The John Fowler Steam Road Locomotive at Wellington has local associations with the Macquarie Shire Council, later part of Wellington Council. It also has associations with local property owners in the region whose ongoing use of the road locomotive ensured its preservation rather than sale for scrap metal.

The place is important in demonstrating aesthetic characteristics and/or a high degree of creative or technical achievement in New South Wales.

The John Fowler Steam Road Locomotive has state technical significance as a working example of a type of machinery once common across NSW and now capable of demonstrating to a certain degree the strength and speed of machinery used for road building in rural NSW in the nineteenth and twentieth century. It also presents an unusual opportunity to compare machinery purpose built in England for Australian conditions against standard versions of the type built for European conditions.
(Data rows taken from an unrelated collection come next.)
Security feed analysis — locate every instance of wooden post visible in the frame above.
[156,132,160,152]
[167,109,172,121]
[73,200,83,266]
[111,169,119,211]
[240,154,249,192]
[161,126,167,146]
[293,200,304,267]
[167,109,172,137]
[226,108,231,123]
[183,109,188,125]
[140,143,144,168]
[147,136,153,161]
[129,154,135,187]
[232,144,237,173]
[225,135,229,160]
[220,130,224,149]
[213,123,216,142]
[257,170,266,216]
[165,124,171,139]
The place has a strong or special association with a particular community or cultural group in New South Wales for social, cultural or spiritual reasons.

The John Fowler Steam Road Locomotive has broad significance for an audience across NSW who has had, and will continue to have, an opportunity to interact with the road locomotive. Through such interaction this community has the opportunity to understand the technology and challenges. The John Fowler Steam Road Locomotive has local social significance for the Council and community members who have expended time and funding purchasing and ensuring the road locomotive's ongoing preservation. associated with rural road building in NSW.
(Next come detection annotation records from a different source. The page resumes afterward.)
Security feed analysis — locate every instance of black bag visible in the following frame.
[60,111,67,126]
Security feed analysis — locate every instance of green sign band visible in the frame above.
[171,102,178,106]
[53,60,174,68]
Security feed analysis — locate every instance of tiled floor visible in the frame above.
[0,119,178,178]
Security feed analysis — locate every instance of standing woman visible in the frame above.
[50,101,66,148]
The place possesses uncommon, rare or endangered aspects of the cultural or natural history of New South Wales.

The John Fowler Steam Road Locomotive at Wellington has state significance as a rare example of a John Fowler Steam Road Locomotive in NSW due to its size and type, and its operational capacity. This rarity value is increased by there being only a very limited number in public ownership, and the locomotive's presence within the locality in which it was originally located. The Locomotive is in good physical condition with only those elements subject to wear and tear having been replaced.

The place is important in demonstrating the principal characteristics of a class of cultural or natural places/environments in New South Wales.

The John Fowler Steam Road Locomotive at Wellington has State significance as an uncommon example of a now defunct technology and type of machinery widely used for road building in regional NSW in the late nineteenth century and early twentieth century.